The results are shown as an interactive Story Graph together with a list of top stories – each including a headline with the keywords and size of the cluster, a characteristic lead article, and a list of related documents. A short video tutorial shows how the Story Graph and other visual tools of the InVID project have been integrated into webLyzard’s visual analytics dashboard (see below for a summary of interactive graph features).
Clustering Digital Content Streams
The story detection component builds on highly scalable methods to cluster documents in real time, across multiple content sources and languages (English, French, German and Spanish). The methods are robust vis-à-vis noisy data (e.g. user postings from social media platforms, or results from speech-to-text conversion) and produce high-quality results even when applied to documents of very different structure and length. Three keywords per cluster serve as a label to describe its contents.
- Tooltips shown when hovering individual stories indicate their duration, the number of documents that belong to a particular story, and the associated keywords. A synchronization mechanism automatically highlights the corresponding story in the Story View as well. On click, users can use the tooltip to either focus on this particular story, or to exclude its content from the query.
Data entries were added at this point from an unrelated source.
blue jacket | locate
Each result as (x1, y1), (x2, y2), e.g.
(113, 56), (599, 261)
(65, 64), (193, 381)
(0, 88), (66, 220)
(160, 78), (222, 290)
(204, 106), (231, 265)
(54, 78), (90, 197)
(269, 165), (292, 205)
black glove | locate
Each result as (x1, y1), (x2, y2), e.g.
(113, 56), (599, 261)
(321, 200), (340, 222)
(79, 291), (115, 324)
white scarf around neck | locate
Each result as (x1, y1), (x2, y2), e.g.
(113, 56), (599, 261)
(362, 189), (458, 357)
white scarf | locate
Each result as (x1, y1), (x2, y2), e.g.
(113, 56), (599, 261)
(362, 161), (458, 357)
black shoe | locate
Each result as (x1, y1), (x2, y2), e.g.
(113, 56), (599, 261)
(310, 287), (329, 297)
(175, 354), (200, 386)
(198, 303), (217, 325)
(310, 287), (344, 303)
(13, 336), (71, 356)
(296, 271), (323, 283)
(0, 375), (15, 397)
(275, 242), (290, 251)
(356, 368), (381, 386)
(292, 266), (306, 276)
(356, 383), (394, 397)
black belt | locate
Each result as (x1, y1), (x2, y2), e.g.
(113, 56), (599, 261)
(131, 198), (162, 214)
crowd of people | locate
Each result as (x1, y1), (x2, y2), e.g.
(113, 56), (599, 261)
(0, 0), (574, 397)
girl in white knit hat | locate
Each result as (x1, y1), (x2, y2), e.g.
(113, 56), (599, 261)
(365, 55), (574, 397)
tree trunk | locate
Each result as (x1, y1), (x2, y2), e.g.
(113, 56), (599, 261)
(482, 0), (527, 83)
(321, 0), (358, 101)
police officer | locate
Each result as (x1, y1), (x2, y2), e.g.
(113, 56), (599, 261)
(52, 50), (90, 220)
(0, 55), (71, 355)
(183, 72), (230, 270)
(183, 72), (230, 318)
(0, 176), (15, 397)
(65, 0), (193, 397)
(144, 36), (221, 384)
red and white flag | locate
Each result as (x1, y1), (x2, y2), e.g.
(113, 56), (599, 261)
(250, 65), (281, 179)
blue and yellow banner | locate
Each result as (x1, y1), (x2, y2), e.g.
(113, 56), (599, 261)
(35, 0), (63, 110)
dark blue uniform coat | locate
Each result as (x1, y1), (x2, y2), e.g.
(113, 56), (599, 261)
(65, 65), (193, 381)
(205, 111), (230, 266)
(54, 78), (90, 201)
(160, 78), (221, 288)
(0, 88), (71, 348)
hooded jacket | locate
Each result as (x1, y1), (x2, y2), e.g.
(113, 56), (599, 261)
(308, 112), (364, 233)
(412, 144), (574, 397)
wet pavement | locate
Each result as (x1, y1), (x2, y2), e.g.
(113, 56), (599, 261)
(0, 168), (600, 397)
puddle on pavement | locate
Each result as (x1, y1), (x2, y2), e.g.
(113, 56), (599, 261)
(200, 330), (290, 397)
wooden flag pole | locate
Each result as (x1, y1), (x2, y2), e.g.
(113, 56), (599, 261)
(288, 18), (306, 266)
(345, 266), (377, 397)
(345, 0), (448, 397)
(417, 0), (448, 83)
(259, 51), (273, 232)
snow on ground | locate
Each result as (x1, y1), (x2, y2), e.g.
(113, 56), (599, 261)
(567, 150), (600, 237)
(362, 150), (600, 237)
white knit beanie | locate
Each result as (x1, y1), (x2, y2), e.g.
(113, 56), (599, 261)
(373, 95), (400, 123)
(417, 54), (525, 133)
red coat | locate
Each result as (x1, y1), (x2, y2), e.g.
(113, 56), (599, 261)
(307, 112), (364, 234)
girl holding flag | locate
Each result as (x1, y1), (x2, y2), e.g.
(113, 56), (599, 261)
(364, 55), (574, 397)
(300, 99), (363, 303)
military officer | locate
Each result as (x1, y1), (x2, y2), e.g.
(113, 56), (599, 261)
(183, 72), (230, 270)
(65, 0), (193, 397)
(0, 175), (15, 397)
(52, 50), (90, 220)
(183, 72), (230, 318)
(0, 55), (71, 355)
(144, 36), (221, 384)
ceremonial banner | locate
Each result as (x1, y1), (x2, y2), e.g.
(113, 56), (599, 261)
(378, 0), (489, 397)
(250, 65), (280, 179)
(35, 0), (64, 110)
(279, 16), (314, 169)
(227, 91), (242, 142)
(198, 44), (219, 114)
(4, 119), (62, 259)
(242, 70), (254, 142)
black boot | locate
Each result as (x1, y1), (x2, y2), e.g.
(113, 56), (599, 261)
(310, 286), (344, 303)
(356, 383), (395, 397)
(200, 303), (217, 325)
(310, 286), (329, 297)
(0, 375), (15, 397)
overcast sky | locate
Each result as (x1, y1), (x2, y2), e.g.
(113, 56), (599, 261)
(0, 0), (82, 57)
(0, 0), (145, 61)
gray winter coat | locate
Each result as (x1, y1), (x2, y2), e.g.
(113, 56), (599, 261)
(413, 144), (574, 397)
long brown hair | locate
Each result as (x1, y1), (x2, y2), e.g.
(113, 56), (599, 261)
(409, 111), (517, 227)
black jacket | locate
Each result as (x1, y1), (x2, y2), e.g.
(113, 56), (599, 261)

- Labels can be deactivated via the settings icon in the upper right corner, which also provides other graph rendering options including the underlying metric (document count vs. weight) and methods to stack (silhouette, expand, zero, wiggle) and sort (default, inside-out, reverse) the stories.
- Clicking on the title or snippet of an article activates its full-text view.
- Clicking on the name of the source opens a separate window with the original article or posting.
- The play button selects the video to be displayed in the upper right corner.
- The number of articles in the grey headline triggers a search for those articles, while the arrow down expands the list of shown articles.
Officially launched with release 2018-12 (Queensland Lizard) and developed in collaboration with MODUL Technology as part of the InVID Horizon 2020 Project.